The Rock Talks His Family Getting COVID, Dealing With Racism Growing Up
As of writing, over 27 million people in the United States have tested positive for COVID-19 and that includes wrestling legend and entertainment icon The Rock. In September The Rock revealed in an Instagram video that his entire household had tested positive including his wife and his two youngest daughters.
The Rock talked more about his COVID experience and how quickly it spread in an interview in Cigar Aficionado.
"In a 24-hour period, it had spread so quickly to our nanny, our nanny's teenage kids, her husband. Myself and my two-year-old daughter, we were the last ones standing until the very end, but of course we both tested positive," revealed The Rock. "We were on the fortunate end for something that has been so traumatic to the world. We got through it."

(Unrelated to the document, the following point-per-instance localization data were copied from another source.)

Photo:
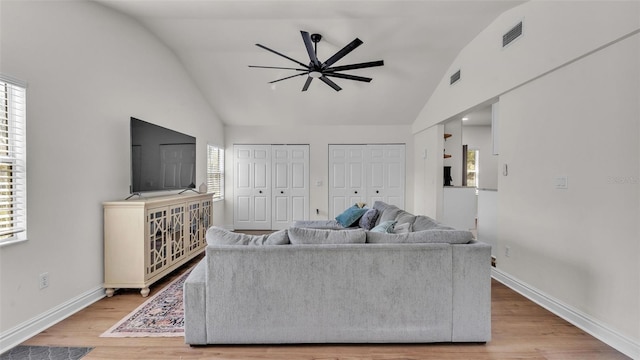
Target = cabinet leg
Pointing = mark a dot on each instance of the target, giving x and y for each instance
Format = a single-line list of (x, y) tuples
[(144, 292)]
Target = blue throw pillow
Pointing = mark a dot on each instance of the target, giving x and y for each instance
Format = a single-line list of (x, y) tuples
[(385, 227), (350, 216), (368, 220)]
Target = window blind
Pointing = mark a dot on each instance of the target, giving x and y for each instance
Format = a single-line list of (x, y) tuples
[(12, 160), (215, 171)]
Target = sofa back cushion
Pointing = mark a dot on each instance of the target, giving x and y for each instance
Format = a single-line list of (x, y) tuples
[(219, 236), (303, 236), (350, 216), (368, 220), (425, 236), (386, 212), (422, 222)]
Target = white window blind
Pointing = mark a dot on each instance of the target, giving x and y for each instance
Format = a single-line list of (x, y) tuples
[(215, 171), (13, 217)]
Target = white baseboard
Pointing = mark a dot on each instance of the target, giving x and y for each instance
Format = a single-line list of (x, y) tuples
[(13, 337), (583, 321)]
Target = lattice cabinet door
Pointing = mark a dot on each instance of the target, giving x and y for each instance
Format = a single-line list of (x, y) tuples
[(157, 246), (177, 236), (199, 221), (194, 225)]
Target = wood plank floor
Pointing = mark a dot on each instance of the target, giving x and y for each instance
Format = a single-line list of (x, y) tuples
[(520, 330)]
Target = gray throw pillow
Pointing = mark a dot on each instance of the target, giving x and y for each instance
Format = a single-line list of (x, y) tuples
[(302, 236), (368, 220), (219, 236), (384, 227), (425, 236), (402, 228)]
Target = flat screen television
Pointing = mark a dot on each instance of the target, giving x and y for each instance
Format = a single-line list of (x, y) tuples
[(161, 159)]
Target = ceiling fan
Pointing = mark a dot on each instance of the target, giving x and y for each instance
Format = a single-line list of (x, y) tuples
[(322, 70)]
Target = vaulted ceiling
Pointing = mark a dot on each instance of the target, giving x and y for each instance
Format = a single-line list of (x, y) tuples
[(215, 40)]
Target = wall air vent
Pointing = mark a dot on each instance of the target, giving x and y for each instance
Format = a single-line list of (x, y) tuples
[(455, 77), (512, 34)]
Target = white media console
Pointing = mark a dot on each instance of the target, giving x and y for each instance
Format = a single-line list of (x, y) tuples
[(145, 239)]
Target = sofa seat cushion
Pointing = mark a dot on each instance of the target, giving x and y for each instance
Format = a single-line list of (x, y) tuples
[(319, 224), (219, 236), (424, 236), (303, 236)]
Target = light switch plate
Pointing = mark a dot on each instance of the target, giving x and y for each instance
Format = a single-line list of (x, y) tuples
[(562, 182)]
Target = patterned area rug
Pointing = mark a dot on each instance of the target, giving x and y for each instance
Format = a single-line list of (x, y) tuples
[(162, 315), (25, 352)]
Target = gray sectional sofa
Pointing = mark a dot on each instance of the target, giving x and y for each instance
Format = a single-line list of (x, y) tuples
[(306, 285)]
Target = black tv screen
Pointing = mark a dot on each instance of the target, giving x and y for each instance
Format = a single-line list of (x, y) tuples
[(161, 159)]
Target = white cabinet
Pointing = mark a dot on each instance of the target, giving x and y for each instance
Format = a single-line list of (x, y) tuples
[(289, 185), (271, 186), (365, 173), (146, 239)]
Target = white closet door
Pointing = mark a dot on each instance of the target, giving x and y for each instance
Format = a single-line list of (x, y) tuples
[(290, 184), (385, 174), (252, 190), (346, 177)]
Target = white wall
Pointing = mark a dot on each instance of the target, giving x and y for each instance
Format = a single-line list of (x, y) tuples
[(319, 138), (569, 94), (427, 168), (579, 245), (88, 70), (479, 138)]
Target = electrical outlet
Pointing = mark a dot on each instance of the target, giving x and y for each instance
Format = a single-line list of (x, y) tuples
[(44, 280)]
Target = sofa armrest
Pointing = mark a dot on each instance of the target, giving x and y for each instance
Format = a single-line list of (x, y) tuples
[(471, 292), (194, 294)]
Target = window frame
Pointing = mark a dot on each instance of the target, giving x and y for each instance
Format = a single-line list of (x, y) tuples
[(13, 94)]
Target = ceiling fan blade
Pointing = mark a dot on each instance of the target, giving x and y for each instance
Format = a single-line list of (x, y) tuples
[(328, 81), (342, 52), (355, 66), (288, 77), (350, 77), (309, 45), (307, 83), (284, 56), (277, 67)]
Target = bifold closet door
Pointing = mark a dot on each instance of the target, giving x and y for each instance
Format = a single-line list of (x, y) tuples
[(365, 173), (290, 185), (385, 174), (252, 187), (346, 177)]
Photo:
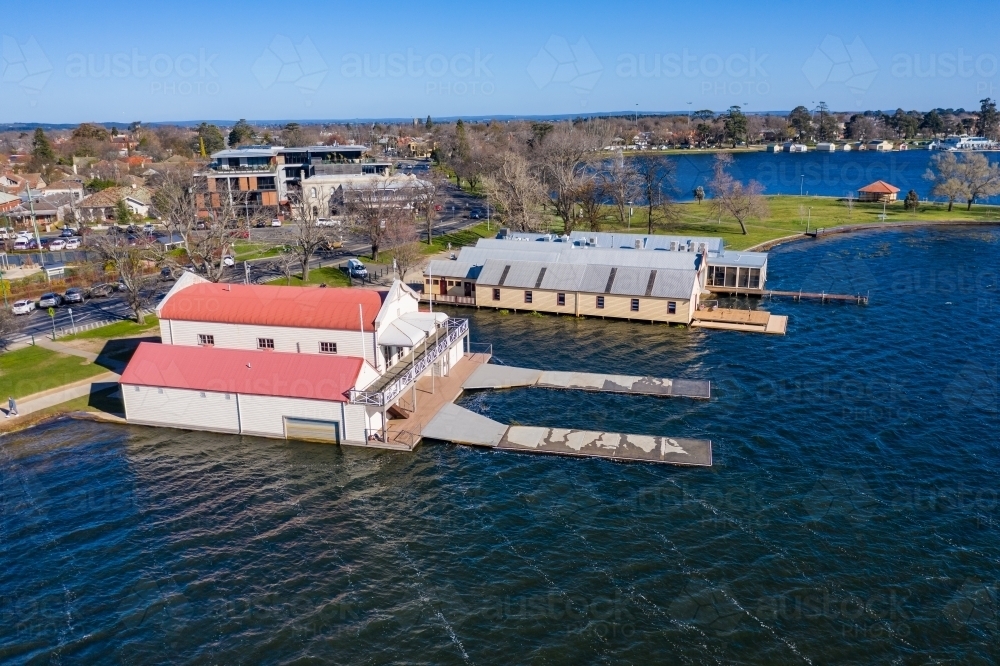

In recent years The Rock has gotten more into producing in addition to acting as he served as the executive producer of the HBO series Ballers. Now Rock has another TV series hitting the airwaves soon as NBC will be broadcasting a show based on his life.
Young Rock will premiere next week and it chronicles the early years of Dwayne Johnson. The Rock is an executive producer for the show and will also act in it and he talked more about what fans can expect from the show.
"We go back and we illuminate timelines in my life, living a very on-the-go lifestyle. In the world of pro wrestling, there was such an intersection of worlds that I had, meeting professional athletes, from Muhammad Ali—my dad would spar with Ali, my dad was also a boxer, he would spar with George Foreman...You can imagine what my dinners were like, with Andre the Giant and these wrestling stars...It begins at about 10 years old, then 15 years old, and then 18 years old," stated The Rock.
One of the things that the show will explore is the Rock's unique heritage of being half Black and half Samoan. That also led to him facing discrimination while growing up and he revealed when and where that took place.
"When I was a kid, up until I was 10, 11 years old, we were in Texas, Tennessee, Georgia, Florida, North Carolina," said The Rock. "So, it was predominantly throughout the south, where racial prejudice was pretty prevalent, pretty strong."
Rock has been open about his troubled childhood which included "eight or nine arrests" by the time he was 17. He talked about the issues he had as a teenager and how the circumstances he was living in played into those struggles.
"That's when I started getting arrested and getting into trouble. The dumb sh*t that I was doing—from theft, fighting, truancy, skipping school—looking back I was one of those kids who was always playing angry, because of the situation that I was in. I didn't realize it at the time," admitted The Rock.
Young Rock premieres on Tuesday, February 16th on NBC.